The first leg of my road trip home took around ten hours of continuous driving. That’s a hell of a lot of time to think; it is more than enough time to get thoughts and emotions in the right order. A fellow blogger has recently kept my mind busy doing some editing work, which helped, but more than that, the ‘asking for my help’ and her general positivity started me on the road to a better place. With every delicious Dunkin Donuts pumpkin donut I ate, every 90’s alt rock song I sang horribly to truckers and commuters alike, and every episode of Welcome to Night Vale I listened to all made the road trip a comfortable, pleasant affair. By the time I arrived in Tuscaloosa, AL, however tired and weary, I was in a good mood. A mood that only improved as I began reconnecting with things I took for granted for far too long in my life.

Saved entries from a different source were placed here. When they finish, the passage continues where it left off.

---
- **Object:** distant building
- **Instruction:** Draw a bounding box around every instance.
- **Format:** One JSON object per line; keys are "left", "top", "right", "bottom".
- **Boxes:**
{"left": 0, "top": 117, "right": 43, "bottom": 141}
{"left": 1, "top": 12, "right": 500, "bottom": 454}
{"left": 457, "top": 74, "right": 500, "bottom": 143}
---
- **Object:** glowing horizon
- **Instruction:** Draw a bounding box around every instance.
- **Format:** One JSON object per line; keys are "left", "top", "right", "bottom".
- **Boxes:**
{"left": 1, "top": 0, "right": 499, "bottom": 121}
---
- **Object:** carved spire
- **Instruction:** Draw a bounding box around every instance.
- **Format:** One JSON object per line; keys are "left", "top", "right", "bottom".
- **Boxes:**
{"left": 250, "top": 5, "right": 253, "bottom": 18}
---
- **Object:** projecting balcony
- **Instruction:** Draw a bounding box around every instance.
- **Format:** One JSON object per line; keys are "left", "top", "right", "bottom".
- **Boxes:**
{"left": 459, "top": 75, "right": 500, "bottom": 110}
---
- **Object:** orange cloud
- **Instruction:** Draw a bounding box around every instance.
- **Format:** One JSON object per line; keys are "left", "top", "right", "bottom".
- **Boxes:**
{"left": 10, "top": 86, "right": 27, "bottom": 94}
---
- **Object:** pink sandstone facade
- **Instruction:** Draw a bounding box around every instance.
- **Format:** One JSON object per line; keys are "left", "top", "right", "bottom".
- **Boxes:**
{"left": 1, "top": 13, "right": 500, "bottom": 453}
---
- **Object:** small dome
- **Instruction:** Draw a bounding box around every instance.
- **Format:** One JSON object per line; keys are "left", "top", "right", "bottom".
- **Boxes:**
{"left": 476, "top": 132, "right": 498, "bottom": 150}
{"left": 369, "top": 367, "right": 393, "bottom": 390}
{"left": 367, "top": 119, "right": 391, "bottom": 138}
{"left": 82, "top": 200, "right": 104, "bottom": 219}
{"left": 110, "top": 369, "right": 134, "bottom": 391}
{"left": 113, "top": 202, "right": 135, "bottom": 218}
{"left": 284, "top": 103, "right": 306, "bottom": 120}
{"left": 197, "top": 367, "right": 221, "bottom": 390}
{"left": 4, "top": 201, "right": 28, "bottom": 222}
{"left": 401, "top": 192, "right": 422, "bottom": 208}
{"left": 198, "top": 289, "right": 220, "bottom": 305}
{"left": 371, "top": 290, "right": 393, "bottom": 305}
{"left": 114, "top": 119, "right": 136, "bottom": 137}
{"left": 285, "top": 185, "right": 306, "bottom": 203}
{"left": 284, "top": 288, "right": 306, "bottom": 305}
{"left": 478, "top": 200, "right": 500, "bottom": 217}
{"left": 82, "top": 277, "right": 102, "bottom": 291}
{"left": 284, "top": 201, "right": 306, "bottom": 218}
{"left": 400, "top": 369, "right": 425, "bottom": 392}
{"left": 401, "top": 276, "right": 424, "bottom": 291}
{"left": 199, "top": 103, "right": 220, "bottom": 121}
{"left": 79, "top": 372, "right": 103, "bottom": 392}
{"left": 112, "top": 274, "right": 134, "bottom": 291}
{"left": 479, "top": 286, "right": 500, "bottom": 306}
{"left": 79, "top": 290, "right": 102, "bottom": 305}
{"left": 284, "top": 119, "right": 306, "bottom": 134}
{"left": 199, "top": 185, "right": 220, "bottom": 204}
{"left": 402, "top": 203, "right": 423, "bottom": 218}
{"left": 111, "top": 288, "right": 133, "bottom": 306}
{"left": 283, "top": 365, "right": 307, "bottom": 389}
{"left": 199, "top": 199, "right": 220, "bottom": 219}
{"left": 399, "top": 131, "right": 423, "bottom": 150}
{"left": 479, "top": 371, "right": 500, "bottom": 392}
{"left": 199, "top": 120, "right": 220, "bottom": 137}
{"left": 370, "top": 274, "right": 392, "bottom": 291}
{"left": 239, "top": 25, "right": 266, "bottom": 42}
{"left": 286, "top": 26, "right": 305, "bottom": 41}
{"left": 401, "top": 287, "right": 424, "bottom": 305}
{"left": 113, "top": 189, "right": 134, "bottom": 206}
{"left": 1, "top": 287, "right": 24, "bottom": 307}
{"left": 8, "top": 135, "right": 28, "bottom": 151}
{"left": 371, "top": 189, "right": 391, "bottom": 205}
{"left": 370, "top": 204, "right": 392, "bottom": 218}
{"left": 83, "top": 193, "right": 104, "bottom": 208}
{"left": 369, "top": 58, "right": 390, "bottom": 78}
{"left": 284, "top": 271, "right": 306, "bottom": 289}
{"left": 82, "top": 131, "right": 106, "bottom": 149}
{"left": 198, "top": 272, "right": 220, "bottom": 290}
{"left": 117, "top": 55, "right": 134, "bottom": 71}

Friends. Friends are irreplaceable. Find a good one, and tie that person down with hugs and appreciation! My friend Brandon was napped and (mostly) rested for my arrival. We had no major plans and ended up doing very little aside from catching up and chatting. With one exception: after many, many miles traveled with over a year in between, he and I decided to venture over to Dreamland for good ole Alabama BBQ ribs.
God have I missed Dreamland. The ribs are huge, smokey, and covered in a delicious sauce with the perfect balance of heat, sweet, and tang. I had mentioned it to a few of my northern friends, but one of the big draws for Dreamland is the fresh white bread and BBQ sauce they serve you before the meal (in much the same way a Mexican restaurant serves you chips and salsa). Yeah, it is weird, and I was a little alarmed by the notion the first time I sat down at a Dreamland, but god damn is it a wonderful way to begin a meal (and stretch out your dollars a bit more). Between the good food, comradery, and some Waffle House the next day, I went home with spirits uplifted. Sure, now that I am back home again, I am still four hours away from some of my closest friends in northern Alabama, but that’s a lot better than ten!
Thus far, home life has been okay. It’s certainly terrible in a lot of ways, but there are things I am especially thankful for. For instance, my mother still has her wits about her. Despite being physically unable to be the person she was before, mentally, she is still present and still my friend and mother. I’ve driven her to a couple of radiation treatments as of writing this, so we had a chance to bond. Other than some other issues, things are alright. Now that I am officially moved into a newly renovated room (which is only missing a bed), I have blogging again to keep my own wits about me.